All adults with IgA nephropathy, FSGS, membranous nephropathy or minimal change disease on a kidney biopsy between January 2000 & December 2012 were identified from a provincial registry, excluding those with ESKD prior to the biopsy date or no available follow-up. IS medications were categorized as antimetabolites, calcineurin inhibitors, corticosteroids or cyclophosphamide, and quantified using defined daily doses (DDD) or grams, as appropriate.
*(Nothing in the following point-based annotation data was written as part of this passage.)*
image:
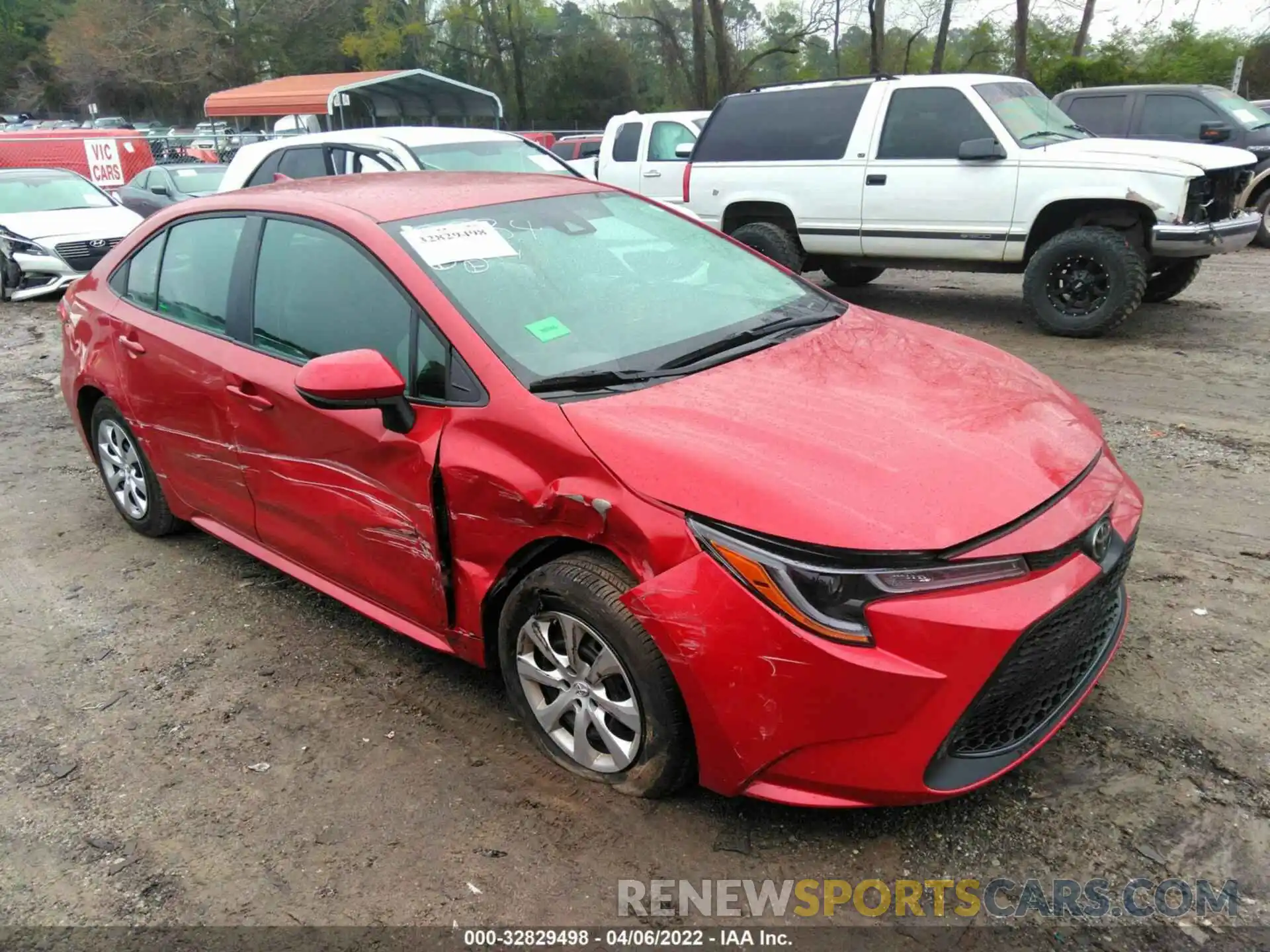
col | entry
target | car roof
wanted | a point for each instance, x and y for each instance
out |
(403, 194)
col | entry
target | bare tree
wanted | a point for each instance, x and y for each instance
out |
(1082, 34)
(941, 40)
(1021, 38)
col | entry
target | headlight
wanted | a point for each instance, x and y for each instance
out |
(826, 594)
(11, 243)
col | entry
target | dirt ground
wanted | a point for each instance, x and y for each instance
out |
(139, 680)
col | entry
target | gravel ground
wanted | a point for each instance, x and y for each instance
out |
(142, 678)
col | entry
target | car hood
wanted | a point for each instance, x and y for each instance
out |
(870, 433)
(107, 221)
(1195, 154)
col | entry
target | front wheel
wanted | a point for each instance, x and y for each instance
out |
(846, 274)
(587, 681)
(1171, 280)
(1085, 282)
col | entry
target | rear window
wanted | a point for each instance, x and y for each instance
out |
(783, 126)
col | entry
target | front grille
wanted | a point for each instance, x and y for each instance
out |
(81, 255)
(1048, 664)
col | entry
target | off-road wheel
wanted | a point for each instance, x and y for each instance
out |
(588, 682)
(1085, 282)
(773, 241)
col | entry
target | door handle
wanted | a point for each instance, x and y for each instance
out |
(255, 400)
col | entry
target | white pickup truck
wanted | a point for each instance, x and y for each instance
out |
(967, 173)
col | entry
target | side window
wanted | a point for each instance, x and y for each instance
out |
(304, 163)
(796, 125)
(663, 140)
(1175, 116)
(432, 358)
(194, 278)
(1103, 116)
(929, 124)
(263, 175)
(317, 294)
(626, 143)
The primary outcome was acute cardiovascular events and urgent revascularization after biopsy date, evaluated using extended Cox regression models to determine the association with time-varying IS exposure after adjusting for eGFR & proteinuria over time, type of glomerular disease & CV risk factors.

Results

Amongst 1,912 patients with median follow-up 6.8 years, 212 (11.1%) patients developed a CV outcome event. In multivariable models, prednisone and antimetabolite exposures were not associated with CV risk. However, modest (150-300 DDD) & high (≥300 DDD) cumulative doses of calcineurin inhibitors were both associated with >2-fold higher risk of CV events, and each 10g of cumulative cyclophosphamide exposure was associated with a 1.5-fold higher risk of CV events (Table).

Conclusion

Calcineurin inhibitors and cyclophosphamide used for the treatment of glomerular diseases are both associated with increased risk of CV events independent of treatment effects on disease activity. These results can inform the selection of therapies in clinical practice with less CVD morbidity.